Linearizability And/Vs Serializability in Distributed Databases
Linearizability And Serializability together constitute the gold standard for consistency in distributed databases. Based on this gold standard, one can easily evaluate the consistency promises of various distributed database solutions.
Before we look Linearizability And Serializability together, Let us first understand these two concepts in isolation:
Linearizability: A data storage system depicts linearizability when for a set of operations, being performed on a single data object, two conditions are satisfied. First condition states that the execution is atomic for each of the operation, and second, there is a notion of sequential order in which various operations, in the set, gets executed, the order being aligned with real time.
Atomic execution here means that when an operation is executing, the same is not being interrupted by another operation concurrently. And, real time means that execution times for all operations is based on a single global wall clock.
Linearizability causes illusion that a single copy of a data object exists, although, in reality, there could be multiple copies of data, also called as replicas, on multiple nodes in a typical distributed system. Further, since, linearizability implies atomic execution of each operation, being executed on a single data object, the actual execution of two operations never interleave each other even though the two operations seems concurrent due to certain overlap of time, between invocation and response timestamps for a operation, for the two operations.
Atomic execution and single copy implies that there is a single sequential execution order of all operations, happening on a single object, on a single timeline.

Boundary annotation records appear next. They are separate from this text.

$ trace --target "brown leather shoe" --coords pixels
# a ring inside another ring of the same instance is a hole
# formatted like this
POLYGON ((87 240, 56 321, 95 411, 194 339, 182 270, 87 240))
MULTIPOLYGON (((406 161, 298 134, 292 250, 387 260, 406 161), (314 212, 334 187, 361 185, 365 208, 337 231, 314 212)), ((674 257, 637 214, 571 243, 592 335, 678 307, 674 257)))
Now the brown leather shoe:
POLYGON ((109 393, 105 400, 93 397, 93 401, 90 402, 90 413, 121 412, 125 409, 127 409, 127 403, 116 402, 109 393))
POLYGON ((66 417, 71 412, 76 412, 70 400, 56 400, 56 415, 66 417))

Figure 1 provides an illustration of linearizable writes initiated by process P1 and P2. It can be seen that writes are being executed atomically and follow linear order (op1 -> op2 -> op3 -> op4) being based on a single wall clock where T1 < T2 < T3 < T4 (T1, T2, T3 and T4 are timestamps), as is evident from the changes in the Value of X.
Data consistency in a Linearizability World: In a linearizable world, things are simple and data consistency can be easily reasoned about, as, changes in the state of a data object results from executing one change operation at a time, and the change order follow a consistent sequential execution of operations aligned to a single clock. Therefore, once the state gets changed for a data object due to a operation, it is immediately visible to subsequent operations that are due for execution. Also, it becomes very simple to reason about the state of a data object at any time T, since one can refer to the past execution order of operations until the time T and can come to the conclusion for the state at T.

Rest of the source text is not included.